I pazienti non hanno ancora informazioni sufficienti sulle modifiche della normativa e in mancanza di notizie certe vanno all’estero. La meta preferita degli italiani è la Spagna, seguita dalla Svizzera e dalla Repubblica Ceca. Fra le motivazioni che spingono a rivolgersi a centri esteri, vi sono fra gli altri la confusione sulla legge 40 – “non capisco cosa è permesso e cosa no in Italia, quindi vado all’estero” – e la mancanza di fiducia nelle strutture italiane, ma pesano anche la convinzione che i centri esteri siano più disponibili, la visibilità e la fama delle strutture, il tentativo di rivolgersi all’estero dopo aver tentato trattamenti in Italia senza successo, il costo dei trattamenti – le strutture dell’Est Europa hanno prezzi inferiori, anche se l’aspetto economico è un elemento accessorio rispetto alla fama della struttura.
Di fronte a questi dati, particolarmente critica sull’impianto della legge è la senatrice dei radicali Donatella Poretti, segretaria della commissione igiene e Sanità: “I dati della quarta indagine dell’Osservatorio sul Turismo Procreativo confermano che una pessima legge produce pessimi risultati e tra gli effetti collaterali anche la sfiducia dei pazienti nell’Italia e nei centri di fecondazione assistita – commenta Poretti – Delle 4 mila coppie che “emigrano” per sottoporsi a fecondazione assistita all’estero solo la metà perchè costretta dai divieti della legge, in particolare il divieto di eterologa, ma l’altra metà è il dato più preoccupante. Duemila coppie vanno in centri all’estero perchè non hanno fiducia in quelli italiani, perchè la legge non è chiara, per questioni economiche, ecc… Insomma, perchè la legge mal fatta ha ottenuto il suo scopo: essere impraticabile”.

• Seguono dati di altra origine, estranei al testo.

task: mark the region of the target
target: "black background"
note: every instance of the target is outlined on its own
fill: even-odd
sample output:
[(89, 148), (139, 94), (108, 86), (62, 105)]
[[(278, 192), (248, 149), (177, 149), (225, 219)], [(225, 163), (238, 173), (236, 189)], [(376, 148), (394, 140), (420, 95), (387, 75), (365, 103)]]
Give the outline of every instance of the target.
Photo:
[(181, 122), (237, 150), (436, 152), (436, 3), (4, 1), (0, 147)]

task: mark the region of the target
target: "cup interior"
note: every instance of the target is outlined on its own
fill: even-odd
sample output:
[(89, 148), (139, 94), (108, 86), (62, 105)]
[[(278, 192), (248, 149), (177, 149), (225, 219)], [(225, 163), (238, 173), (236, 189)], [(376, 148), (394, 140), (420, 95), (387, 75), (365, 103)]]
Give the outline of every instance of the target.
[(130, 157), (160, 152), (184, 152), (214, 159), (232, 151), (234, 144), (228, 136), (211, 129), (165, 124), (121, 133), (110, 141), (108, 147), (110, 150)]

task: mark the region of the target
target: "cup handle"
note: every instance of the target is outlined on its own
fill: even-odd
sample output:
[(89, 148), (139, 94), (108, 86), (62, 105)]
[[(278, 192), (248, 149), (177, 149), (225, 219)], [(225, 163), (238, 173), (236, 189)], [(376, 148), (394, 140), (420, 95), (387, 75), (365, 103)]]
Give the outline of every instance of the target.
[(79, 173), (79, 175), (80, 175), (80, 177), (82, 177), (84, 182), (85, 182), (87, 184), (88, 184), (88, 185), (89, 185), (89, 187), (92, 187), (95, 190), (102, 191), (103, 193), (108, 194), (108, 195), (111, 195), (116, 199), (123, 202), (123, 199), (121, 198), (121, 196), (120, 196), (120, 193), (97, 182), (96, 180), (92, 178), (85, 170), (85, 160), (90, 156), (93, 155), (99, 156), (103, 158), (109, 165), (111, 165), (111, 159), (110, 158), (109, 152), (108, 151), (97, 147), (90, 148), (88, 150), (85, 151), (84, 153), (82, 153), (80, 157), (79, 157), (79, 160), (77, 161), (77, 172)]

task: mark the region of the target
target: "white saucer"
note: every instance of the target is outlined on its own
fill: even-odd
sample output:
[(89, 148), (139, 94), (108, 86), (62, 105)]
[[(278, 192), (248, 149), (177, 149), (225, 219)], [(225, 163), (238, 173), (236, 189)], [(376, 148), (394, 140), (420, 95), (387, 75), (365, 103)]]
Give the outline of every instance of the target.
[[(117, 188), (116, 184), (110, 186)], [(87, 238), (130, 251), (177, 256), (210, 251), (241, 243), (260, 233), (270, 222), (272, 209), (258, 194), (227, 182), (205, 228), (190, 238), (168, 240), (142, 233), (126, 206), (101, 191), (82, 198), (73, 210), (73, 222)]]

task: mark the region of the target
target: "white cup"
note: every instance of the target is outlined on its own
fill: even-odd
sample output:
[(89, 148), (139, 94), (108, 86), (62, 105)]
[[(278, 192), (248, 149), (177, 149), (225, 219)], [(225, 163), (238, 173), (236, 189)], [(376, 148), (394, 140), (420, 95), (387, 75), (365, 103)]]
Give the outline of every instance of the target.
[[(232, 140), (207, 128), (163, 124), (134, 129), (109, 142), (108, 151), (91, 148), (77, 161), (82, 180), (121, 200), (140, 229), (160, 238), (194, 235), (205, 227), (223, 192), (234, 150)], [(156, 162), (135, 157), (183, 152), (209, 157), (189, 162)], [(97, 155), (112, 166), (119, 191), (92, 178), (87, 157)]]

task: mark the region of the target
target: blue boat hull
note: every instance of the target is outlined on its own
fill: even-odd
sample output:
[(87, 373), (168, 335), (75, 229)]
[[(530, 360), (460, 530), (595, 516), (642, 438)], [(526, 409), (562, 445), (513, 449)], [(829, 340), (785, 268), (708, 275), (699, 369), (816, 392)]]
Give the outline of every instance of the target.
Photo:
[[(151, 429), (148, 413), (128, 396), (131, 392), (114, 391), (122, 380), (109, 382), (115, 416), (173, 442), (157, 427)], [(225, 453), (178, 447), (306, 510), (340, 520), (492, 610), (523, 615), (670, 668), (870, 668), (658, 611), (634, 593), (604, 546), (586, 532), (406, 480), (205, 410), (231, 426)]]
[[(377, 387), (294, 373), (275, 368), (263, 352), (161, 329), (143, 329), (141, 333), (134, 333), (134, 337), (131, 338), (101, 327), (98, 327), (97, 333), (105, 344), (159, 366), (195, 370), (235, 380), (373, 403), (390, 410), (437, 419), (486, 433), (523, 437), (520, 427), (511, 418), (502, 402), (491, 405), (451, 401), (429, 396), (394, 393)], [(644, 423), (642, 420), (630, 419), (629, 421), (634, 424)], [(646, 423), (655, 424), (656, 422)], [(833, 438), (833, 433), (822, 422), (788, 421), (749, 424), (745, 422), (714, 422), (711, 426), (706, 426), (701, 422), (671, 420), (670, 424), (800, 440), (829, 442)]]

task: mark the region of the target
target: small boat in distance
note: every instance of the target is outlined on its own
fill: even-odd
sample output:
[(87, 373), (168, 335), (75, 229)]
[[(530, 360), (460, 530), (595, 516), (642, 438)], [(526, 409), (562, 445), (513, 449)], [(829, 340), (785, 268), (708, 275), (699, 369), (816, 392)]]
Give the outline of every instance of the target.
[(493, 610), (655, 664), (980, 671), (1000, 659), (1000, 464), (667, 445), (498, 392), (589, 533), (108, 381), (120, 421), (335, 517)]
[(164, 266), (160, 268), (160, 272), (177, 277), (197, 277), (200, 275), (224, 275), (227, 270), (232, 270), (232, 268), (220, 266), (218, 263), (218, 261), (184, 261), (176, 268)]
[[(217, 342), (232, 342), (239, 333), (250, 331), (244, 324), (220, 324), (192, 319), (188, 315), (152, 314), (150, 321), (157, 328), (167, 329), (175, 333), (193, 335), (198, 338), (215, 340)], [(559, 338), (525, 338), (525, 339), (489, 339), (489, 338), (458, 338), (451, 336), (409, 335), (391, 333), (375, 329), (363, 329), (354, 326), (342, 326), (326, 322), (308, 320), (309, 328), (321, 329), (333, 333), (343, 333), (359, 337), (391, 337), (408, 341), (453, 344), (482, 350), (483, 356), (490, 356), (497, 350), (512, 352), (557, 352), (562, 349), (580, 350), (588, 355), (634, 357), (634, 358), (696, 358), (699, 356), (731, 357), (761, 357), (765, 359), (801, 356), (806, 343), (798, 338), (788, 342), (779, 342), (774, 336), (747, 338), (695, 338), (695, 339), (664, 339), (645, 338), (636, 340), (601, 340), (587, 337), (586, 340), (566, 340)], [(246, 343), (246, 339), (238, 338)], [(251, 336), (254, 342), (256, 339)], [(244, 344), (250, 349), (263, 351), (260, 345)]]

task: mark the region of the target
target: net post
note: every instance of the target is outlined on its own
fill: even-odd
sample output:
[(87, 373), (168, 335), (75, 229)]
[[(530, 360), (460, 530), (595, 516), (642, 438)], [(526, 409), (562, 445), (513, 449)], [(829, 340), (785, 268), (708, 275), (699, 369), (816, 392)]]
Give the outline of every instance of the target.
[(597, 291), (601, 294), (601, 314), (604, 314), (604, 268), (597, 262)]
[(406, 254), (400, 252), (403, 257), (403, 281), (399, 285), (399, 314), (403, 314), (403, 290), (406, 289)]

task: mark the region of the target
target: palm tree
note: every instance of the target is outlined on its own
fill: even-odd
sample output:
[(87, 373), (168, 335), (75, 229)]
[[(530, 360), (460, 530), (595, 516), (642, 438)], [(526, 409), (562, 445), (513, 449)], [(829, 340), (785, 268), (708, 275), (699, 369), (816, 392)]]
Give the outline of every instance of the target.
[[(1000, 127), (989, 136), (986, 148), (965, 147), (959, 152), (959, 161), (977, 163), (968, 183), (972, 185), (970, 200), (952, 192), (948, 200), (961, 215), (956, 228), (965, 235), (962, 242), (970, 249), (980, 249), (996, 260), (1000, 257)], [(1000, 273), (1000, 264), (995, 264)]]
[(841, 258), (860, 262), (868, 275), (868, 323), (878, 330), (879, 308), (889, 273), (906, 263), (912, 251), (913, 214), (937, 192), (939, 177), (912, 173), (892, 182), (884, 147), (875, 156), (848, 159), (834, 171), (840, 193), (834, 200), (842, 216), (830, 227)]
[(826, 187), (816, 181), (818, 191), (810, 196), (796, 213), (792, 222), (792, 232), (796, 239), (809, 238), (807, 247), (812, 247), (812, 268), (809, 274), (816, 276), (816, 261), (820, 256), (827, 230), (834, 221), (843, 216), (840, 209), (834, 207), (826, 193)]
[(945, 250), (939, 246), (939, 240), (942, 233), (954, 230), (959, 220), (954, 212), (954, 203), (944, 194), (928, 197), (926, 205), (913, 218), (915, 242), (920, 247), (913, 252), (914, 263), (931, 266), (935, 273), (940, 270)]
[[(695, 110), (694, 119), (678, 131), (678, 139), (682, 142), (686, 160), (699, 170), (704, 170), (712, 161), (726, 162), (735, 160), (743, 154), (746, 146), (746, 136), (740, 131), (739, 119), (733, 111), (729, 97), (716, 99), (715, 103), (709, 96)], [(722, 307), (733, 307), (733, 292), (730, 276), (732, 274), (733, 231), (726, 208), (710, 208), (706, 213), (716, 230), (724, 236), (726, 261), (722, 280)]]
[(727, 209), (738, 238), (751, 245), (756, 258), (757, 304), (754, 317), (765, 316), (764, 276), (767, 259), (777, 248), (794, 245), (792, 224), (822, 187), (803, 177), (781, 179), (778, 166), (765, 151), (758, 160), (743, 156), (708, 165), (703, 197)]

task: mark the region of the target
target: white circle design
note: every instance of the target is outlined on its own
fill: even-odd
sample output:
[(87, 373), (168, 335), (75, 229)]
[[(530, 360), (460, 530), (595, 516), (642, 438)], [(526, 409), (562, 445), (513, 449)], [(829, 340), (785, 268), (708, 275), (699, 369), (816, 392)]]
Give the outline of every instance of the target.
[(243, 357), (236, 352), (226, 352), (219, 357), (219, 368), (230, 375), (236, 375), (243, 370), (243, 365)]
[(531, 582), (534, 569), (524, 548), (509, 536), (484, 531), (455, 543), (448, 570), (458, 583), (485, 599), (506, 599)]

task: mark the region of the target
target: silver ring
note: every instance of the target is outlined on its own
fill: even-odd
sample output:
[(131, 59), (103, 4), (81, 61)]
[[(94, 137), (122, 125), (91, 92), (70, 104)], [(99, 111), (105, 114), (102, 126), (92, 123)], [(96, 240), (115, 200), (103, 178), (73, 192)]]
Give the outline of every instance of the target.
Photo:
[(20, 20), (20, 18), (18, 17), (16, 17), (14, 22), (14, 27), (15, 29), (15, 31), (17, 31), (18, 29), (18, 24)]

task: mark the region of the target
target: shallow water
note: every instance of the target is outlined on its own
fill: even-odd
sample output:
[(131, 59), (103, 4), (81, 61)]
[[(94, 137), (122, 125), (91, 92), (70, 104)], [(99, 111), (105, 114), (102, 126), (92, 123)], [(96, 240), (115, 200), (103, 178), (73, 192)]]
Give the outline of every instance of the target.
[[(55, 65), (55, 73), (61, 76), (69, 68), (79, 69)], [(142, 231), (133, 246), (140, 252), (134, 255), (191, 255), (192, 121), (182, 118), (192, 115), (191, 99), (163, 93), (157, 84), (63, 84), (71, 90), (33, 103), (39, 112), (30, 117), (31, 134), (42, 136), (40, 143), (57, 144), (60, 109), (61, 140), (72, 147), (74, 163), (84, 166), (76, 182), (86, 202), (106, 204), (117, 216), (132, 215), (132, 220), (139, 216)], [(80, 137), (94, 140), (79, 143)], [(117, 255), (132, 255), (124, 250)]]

In Italia è solo un business per i “professori” Si pagano in media 5 mila euro ma ci sta anche chi te ne chiede 20 mila! Gli esami te li fanno fare dove dicono loro! Se gli porti esami fatti in centri più economici terminano il rapporto. Molti ancora chiedono” se non ti serve la fattura ti faccio lo sconto” Sono solo business man approfittatori, non salvaguardano il dolore che ha una coppia a non poter avere figli e usano leve psicologiche solo per sfilarti i soldi. Viva i paesi Europei
A dicembre 2011 mi sono sottoposta ad una ICSI in Italia (a Roma) fortunatamente andata a buon fine. Ho speso 3.400 € e tutti gli esami pre ICSI li ho fatti tramite ASL gratuitamente.
Se da questi esami fosse scaturita la necessità di ricorrere alla diagnosi pre-impianto sarei andata probabilmente all’estero.